We have always celebrated Christmas Eve with my mom’s side of the family. And for as long as I can remember, we have always had Turkey Tetrazzini for dinner, served on fancy holiday paper plates. It may not have been the most traditional or glamorous of Christmas meals, but I looked forward to it for 364 days of the year. The humble but hearty smell of the creamy noodle casserole welcomed me home to my grandparents’ house. It was the first sign that let me know Santa had made his customary early stop down Grandma’s chimney to fill the grandkids’ stockings while we were all at four o’clock Christmas Eve mass.
The grownups wouldn’t even let us think about touching any presents until after dinner. And as anxious as I always was to begin the “big rip,” I never resented the Turkey Tetrazzini. I savored each bite as my parents, my aunts, and my uncles engaged in conversations sprinkled with lines from National Lampoon’s Christmas Vacation. While we all took turns imitating our favorite quotes from Clark Griswold‘s Aunt Bethany, who brought a new level of hilarity to dementia, my Grandma constantly vacillated between the kitchen and her seat at the table.
“Oh, foo. I forgot the butter for the rolls.”
(chatter from the table: “Is your house on fire, Clark?” )
“Here, babe. I’ll get you some more milk.”
(chatter from the table: “Is Rusty still in the Navy?”)
“Oh, foo. We’re out of green beans. There’s more in the oven.”
(chatter from the table: “Grace? Ohh…she passed away thirty years ago.”)
“I’m going to go see if the kids need anything in the kitchen.” (which really meant she was going to see if my cousin Mike needed more ketchup for his anything and everything.)
(chatter from the table: “Oh, dear. Did I break wind?”)
Before long, my Grandpa would pipe up: “Peg, will you just sit down and eat? We’re all fine.” And she would. My Grandpa was notorious for having the last word on everything. He was also notorious for mixing up all the food on his plate before shoveling it down. “It all goes to the same place,” he would quip. I, however, preferred my Tetrazzini, my green beans, and my bread in separate bites so my taste buds could do their thang. Call me a connoisseur.
Seconds of Tetrazzini were usually doled out while my siblings and cousins chomped at the bit. “Are you guys done YET? Can’t you eat any FASTER?” Finally, everyone would have their fill and my Grandpa would usually say something like, “Boy, that was good. But thankfully I saved enough room for dessert before we open presents.” Cue the collective groan from the kids as we received yet another crash course in patience being a virtue.

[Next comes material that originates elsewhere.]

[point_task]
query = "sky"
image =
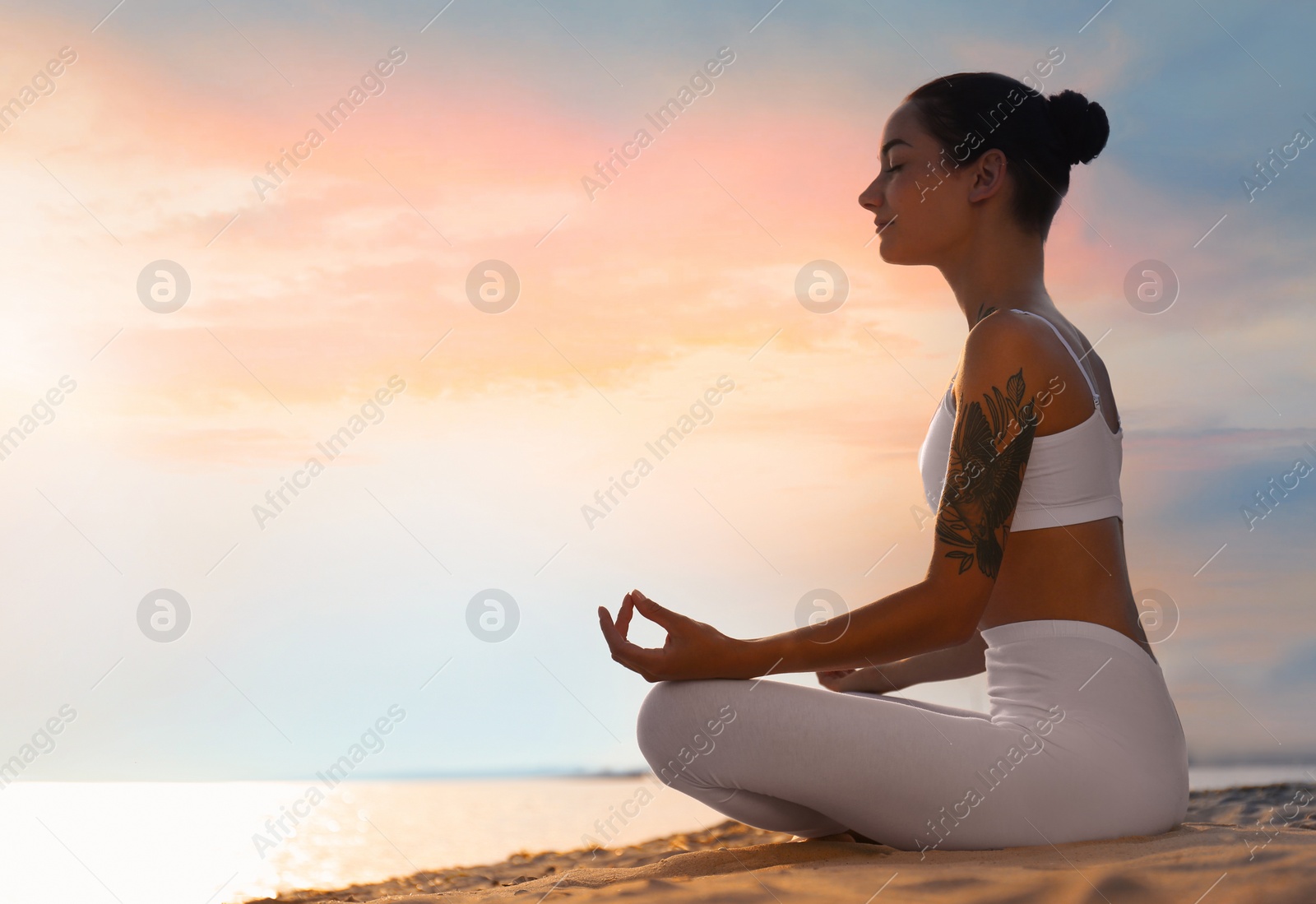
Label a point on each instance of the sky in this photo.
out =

Christmas Eve is still the one time of year I have Tetrazzini. But my Grandma isn’t the one making it anymore; my Grandpa isn’t around to tell her to sit down and eat it. And though we still quote Christmas Vacation ad nauseam, dementia isn’t quite as funny as it used to be. Because now we have our own Aunt Bethany: my Grandma. And her dementia is not the quirky, lovable kind that makes her wrap up her cat and a lime jello mold to bring to Christmas Eve dinner. It is the kind that makes her feel lonely because she is wondering when her husband, who has been dead for six years, will come to bring her home. It is the kind that brings on terrible mood swings and makes her mean to the ones she loves. It is the kind that ate away at most of her memories of her three trips to Ireland, her favorite place in the world…so much so that I could barely share my recent trip there with her, the person who just years ago would have been beaming with excitement to see my pictures. And it is the kind that turned a woman who would rarely sit down long enough to eat some Tetrazzini into a woman who now hardly ever gets out of her chair.
But I know that’s not my real Grandma. My real Grandma will always be the one who froze the leftover Thanksgiving turkey so she could make a non-traditional Christmas feast for her family. A feast that could be made ahead of time, popped into the oven, and served on fancy holiday paper plates, saving her time that she could instead spend with the ones she loved and who loved her…even if she rarely sat down to enjoy it.